In brief, the A. F. of L. union skates are utilizing, exploiting the workers’ hate for company unions, stirring and intensifying it, focusing their thoughts and feelings on the company-union evil, exaggerating the power of company unionism, in order to keep them blind to the faults and shortcomings of the A. F. of L. organizations. This hate focused on the company unions makes the A. F. of L. group safe and free from criticism on the part of the workers, except the more intelligent ones, of course, who cannot be blinded so easily. Are the A. F. of L. unions weak and ineffective? Yes. But why? Because they have to contend with that awful enemy of organized labor, that great evil, the company unions. Hence, if the A. F. of L. unions are not what they should be, it is not their fault, out the company unions’, the bosses’, the Steel and Iron Institute’s. Also, by talking so furiously against company unions the A. F. of L. leaders make themselves appear friends of labor. Labor, ill-informed and bewildered, fearing and hating company unions, does not repudiate them. It allows itseIf to be “led” by them. This talking so furiously against company unions keeps labor from looking around for other leaders, from becoming a raw mass for a new movement, probably a radical, revolutionary movement, which, by and by, would displace “pure and simple” A. F. of L.

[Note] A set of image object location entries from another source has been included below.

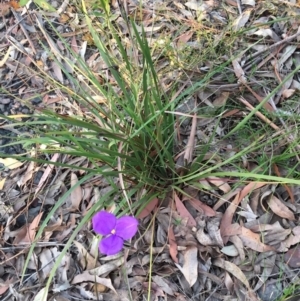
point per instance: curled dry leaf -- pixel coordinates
(87, 261)
(27, 233)
(173, 244)
(280, 209)
(241, 20)
(76, 194)
(183, 212)
(252, 241)
(232, 269)
(222, 185)
(201, 207)
(87, 277)
(229, 213)
(230, 251)
(190, 265)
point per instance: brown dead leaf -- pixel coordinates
(228, 216)
(292, 257)
(87, 261)
(87, 277)
(201, 207)
(76, 194)
(190, 265)
(287, 93)
(252, 241)
(232, 269)
(241, 20)
(221, 100)
(173, 244)
(148, 208)
(221, 184)
(229, 213)
(239, 72)
(162, 283)
(183, 212)
(46, 173)
(280, 209)
(184, 38)
(26, 236)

The Steel and Iron Institute lately released some figures pertaining to company unions. It claimed that over 90 per cent of steel, iron, and tin workers were in company unions or in favor of such organizations. As a matter of fact, the overwhelming majority, probably over 90 per cent, of workers in the steel regions that I visited in Pennsylvania, Ohio, and West Virginia, are fiercely anti-company union. There are company unions in nearly every town, but few workers who have succeeded in overcoming their fear of not belonging to them have joined them.
Until very recently the company unions were comparatively unimportant in the workers’ consideration. Then the A. F. of L. spellbinders, fellows like “Shorty” Leonard, commenced to harp on them and thus built them up in the workers’ minds to an extent that thousands of men joined them because they were afraid that if they did not they would–according to the A. F. of L. union leaders, whom they heard talk–lose their jobs or suffer some other calamity. Thus A. F. of L. fakers acted as organizers of company unions!

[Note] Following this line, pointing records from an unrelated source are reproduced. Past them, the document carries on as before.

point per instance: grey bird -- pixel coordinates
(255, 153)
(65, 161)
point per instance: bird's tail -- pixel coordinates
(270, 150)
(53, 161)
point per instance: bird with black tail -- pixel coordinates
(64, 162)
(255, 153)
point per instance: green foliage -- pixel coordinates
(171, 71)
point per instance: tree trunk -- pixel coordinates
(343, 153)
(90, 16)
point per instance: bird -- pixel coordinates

Consciously? Deliberately? Intentionally? Yes, in all probability, consciously, deliberately, intentionally. As I suggested in my first article, it certainly is not to the advantage of the old A. F. of L. oligarchy to have their unions become big organizations. How can they keep out the thousands of workers who want to come in? By impressing them with the importance and formidableness of company unionism, by scaring them, and driving them, fear-stricken, into the company unions.

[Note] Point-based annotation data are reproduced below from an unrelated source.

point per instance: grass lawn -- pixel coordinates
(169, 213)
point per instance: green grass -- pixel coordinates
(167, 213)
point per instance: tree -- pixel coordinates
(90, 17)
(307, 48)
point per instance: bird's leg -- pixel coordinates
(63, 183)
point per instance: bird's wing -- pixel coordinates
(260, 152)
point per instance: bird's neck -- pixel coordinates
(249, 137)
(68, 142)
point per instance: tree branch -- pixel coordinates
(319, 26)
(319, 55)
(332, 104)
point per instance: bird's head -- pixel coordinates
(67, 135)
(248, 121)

Am I giving the A. F. of L. fakers credit for more brains than they are likely to have? I think not. They are desperate. They are fighting for their existence. And in such a situation, even a normally dull or stupid person or group is apt to develop great cunning and a high capacity for evil-doing.
Is it possible that there is, in this matter, conscious, direct cooperation between the Steel and Iron Institute’s agents charged with the promotion of the company-union idea and the leaders of the A. F. of L. unions in the steel industry? I, for one, certainly think it conceivable that there is. If there is not, it all works perfectly, anyhow.
Are President Roosevelt, Miss Perkins, General Johnson, Donald Richberg, and the other geniuses in the New Deal aware of this conscious or unconscious, direct or indirect cooperation between the company-union forces and the A. F. of L. fakers? If they are not, their spies in the labor field are not as good as I think they are.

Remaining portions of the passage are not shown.